仮想アドレスとカーネルイメージが実際にロードされる物理アドレスを設定します。


ENTRY(start)
OUTPUT_FORMAT(elf32-i386)

SECTIONS
{
    . = 0xC0100000;

    .text : AT( ADDR( .text ) - 0xC0000000 )
    {
        _text_start = .;
        *(.text)
        _text_end = .;
    }

    .rodata : AT( ADDR( .rodata ) - 0xC0000000 )
    {
        _rodata_start = .;
        *(.rodata)
        _rodata_end = .;
    }

    .data ALIGN ( 0x1000 ): AT( ADDR( .data ) - 0xC0000000 )
    {
        _data_start = .;
        *(.data)
        _data_end = .;
    }

    .bss : AT( ADDR( .bss ) - 0xC0000000 )
    {
        stack = .;
        _bss_start = .;
        *(COMMON)
        *(.bss)
        _bss_end = .;
    }
}



ここでATキーワードは実際にロードするアドレスを指定するキーワードとなります。

(ATは物理アドレスを指定します。
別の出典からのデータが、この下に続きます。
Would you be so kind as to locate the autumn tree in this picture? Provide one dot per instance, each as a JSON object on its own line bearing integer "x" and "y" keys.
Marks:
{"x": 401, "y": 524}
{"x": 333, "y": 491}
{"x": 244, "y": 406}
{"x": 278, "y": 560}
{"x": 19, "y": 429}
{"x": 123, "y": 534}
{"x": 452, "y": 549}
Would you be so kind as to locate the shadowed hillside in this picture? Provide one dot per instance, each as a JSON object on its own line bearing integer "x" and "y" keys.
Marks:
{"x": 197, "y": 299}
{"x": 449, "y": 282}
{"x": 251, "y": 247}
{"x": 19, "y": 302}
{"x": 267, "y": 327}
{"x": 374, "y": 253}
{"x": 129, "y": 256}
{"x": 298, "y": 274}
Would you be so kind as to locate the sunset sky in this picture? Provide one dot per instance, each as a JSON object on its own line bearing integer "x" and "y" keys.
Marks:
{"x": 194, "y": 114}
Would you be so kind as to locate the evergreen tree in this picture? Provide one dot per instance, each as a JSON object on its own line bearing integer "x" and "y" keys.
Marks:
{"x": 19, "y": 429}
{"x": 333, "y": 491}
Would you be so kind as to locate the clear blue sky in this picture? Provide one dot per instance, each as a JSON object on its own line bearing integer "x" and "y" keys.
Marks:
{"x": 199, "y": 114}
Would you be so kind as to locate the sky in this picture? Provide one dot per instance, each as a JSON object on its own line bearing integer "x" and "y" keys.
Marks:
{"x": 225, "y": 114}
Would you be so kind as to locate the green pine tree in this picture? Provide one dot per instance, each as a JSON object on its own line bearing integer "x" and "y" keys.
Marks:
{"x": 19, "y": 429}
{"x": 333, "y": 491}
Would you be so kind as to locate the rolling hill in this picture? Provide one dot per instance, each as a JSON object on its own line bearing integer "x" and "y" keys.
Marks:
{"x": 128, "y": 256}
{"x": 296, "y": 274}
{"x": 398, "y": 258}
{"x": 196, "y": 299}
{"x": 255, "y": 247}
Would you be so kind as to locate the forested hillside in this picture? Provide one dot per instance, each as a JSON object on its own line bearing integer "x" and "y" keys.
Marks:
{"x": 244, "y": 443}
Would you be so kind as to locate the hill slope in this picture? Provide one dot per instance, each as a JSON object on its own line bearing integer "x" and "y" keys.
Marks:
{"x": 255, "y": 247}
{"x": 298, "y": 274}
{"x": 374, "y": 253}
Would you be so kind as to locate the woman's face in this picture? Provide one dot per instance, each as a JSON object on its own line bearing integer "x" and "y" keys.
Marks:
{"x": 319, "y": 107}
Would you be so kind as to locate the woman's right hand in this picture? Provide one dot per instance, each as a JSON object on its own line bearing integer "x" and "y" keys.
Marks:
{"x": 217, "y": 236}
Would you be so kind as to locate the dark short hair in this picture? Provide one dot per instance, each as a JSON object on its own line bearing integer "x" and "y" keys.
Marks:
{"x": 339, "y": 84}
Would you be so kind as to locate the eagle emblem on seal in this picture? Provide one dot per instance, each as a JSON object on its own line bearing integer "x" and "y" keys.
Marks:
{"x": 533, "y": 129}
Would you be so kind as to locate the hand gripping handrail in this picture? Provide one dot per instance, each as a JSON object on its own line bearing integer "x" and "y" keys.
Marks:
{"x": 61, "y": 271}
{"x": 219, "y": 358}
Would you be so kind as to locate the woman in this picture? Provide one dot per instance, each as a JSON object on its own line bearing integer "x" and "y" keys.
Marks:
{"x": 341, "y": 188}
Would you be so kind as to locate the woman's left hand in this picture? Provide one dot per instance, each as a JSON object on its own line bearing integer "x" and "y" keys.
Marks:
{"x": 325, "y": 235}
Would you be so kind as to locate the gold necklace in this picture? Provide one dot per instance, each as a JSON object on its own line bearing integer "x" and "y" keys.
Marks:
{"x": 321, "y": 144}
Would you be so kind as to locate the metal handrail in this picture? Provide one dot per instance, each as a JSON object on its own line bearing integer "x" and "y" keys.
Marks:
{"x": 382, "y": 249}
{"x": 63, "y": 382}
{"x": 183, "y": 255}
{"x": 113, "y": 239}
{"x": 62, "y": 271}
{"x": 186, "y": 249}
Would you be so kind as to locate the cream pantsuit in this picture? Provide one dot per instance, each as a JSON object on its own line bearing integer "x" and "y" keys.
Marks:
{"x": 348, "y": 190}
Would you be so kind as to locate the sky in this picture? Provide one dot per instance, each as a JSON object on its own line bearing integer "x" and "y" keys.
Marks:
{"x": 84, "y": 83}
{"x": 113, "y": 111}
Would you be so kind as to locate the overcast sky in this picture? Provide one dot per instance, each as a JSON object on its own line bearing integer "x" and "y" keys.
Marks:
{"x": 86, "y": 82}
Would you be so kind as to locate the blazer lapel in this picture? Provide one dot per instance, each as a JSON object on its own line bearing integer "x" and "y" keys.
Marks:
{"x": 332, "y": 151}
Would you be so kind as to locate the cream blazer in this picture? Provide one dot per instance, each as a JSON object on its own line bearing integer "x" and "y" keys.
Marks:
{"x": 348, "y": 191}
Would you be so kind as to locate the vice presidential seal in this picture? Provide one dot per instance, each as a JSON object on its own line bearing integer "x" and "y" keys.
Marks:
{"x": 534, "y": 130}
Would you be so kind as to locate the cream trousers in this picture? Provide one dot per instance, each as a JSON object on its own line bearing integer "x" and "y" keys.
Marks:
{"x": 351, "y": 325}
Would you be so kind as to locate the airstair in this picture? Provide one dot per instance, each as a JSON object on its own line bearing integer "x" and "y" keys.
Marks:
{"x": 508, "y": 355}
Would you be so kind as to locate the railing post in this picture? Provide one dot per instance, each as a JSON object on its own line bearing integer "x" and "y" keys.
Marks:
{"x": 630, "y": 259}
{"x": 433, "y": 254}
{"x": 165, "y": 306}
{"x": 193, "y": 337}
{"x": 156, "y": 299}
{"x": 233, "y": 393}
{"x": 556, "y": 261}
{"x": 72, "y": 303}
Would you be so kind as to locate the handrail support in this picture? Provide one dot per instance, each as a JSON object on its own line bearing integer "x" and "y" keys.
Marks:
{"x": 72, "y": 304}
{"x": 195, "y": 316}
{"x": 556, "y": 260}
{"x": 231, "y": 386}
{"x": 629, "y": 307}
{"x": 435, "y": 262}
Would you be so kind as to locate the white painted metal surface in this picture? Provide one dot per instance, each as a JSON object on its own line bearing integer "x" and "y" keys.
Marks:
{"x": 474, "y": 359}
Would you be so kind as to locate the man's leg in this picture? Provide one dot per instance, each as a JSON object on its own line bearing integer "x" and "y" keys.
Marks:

リンカーはロードする物理アドレスとは別に

仮想アドレスについても別管理しますので注意してください)。カーネル自体は

0xC0000000をベースアドレスとして動作します。実際には物理アドレス

0x00100000にロードされるので、カーネルイメージ自体は仮想アドレス

0xC0100000から始まるようにリンカースクリプトで指定しています。実際に

ロードされる物理アドレスは0xC0000000を引くと物理アドレスを計算できます。

また、スタックの位置についても今回は特別セクションとして定義していませんので

.bssセクションに配置されます。この場合、 カーネルことはじめ で.bssセクションを

クリアーしていますが、そのクリアーする対象アドレスからスタック領域を外すように

置いておきます。あとは普通にコンパイルして起動させるだけとなります。